Rhapsody in Love 〜幸せの在処〜
夕刻になりつつあったが、梅雨の晴れ間の日は長く、太陽が照りつける中、二人は言葉も少なく歩き続けた。陽菜にしてはずいぶん歩いてきた気持ちだったが、やっとのことで明治神宮の入口にたどり着いた。
南参道から入って行くと、そこには東京とは思えない景色と空気が広がっている。うっそうと生い茂る木立の中はひんやりとして、二人はホッと息を吐いた。
遼太郎は木々の梢を一巡り見渡すと、歩調を緩めてゆっくりと参道を進んで行った。
大鳥居をくぐる頃、黙って遼太郎の隣を歩いていた陽菜が、不意に口を開いた。
「……そういえば、明治神宮には、『清正の井戸』がありましたよね?」
「清正の井戸?」
思いがけないことに、遼太郎も訊き返す。
「ほら、何年か前に、パワースポットって言われて、写真を携帯の待ち受けにすると『いいこと』があるとか言われてましたよね?」
「……ああ。
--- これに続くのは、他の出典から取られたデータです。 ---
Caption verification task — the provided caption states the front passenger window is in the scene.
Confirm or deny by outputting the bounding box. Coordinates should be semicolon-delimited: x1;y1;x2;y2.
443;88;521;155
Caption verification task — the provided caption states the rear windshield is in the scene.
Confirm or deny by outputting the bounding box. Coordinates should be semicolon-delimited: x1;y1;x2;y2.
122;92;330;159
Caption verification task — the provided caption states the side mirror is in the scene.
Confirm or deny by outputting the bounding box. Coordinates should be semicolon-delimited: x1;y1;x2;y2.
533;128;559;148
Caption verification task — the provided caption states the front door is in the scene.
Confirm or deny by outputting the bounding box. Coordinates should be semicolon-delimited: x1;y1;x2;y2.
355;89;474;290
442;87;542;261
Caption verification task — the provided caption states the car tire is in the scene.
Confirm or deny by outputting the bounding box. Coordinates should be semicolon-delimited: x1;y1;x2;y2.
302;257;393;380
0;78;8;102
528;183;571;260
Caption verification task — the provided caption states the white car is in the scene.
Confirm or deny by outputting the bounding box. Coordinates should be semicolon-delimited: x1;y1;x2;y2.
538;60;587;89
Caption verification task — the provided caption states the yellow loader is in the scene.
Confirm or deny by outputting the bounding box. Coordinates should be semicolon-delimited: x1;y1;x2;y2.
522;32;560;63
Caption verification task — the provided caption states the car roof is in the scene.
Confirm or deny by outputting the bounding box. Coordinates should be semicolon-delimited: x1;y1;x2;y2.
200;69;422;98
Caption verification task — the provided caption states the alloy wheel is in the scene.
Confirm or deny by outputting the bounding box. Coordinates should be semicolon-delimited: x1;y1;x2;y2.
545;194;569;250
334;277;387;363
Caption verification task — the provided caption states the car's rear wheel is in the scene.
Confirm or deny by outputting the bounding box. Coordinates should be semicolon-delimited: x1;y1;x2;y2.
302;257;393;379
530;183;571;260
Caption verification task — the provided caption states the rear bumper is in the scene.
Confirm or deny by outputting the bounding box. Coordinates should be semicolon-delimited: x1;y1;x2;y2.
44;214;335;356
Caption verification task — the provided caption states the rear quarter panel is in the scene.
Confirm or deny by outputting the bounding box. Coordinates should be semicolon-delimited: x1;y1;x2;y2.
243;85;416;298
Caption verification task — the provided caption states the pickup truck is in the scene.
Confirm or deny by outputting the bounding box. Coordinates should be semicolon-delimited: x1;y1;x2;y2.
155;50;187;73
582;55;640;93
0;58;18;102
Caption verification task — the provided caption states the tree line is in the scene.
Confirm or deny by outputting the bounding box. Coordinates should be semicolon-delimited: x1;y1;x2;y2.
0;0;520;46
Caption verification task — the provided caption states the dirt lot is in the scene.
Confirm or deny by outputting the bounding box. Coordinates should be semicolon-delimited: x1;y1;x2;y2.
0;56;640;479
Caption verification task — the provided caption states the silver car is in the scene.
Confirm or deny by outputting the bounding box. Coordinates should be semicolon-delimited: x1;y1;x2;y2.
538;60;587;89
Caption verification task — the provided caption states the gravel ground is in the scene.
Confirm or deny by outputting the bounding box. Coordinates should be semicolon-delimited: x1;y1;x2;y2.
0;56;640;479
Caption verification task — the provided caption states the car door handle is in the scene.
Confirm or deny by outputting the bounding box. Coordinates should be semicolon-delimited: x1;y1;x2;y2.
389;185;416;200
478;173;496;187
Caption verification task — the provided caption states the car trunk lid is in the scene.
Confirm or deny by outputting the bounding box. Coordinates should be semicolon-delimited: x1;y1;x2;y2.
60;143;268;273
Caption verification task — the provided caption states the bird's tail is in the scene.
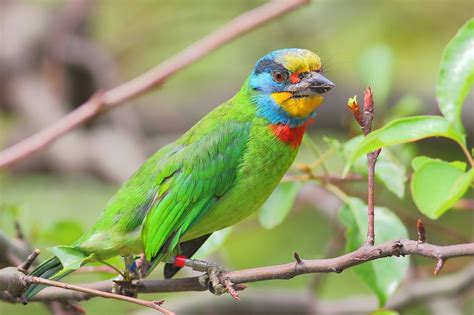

」
そういえば、井戸の写真を撮る人が行列を作っているニュース映像を、遼太郎も見たような覚えがある。それに伴って、記憶の中の微かな知識も浮かび上がってきた。
「せっかくですから、清正の井戸にも行ってみましょう!」
ここに来ることは思ってもいなかったはずなのに、陽菜はもう楽しみを見つけているようで、弾んだ声でそう言って遼太郎に笑いかけた。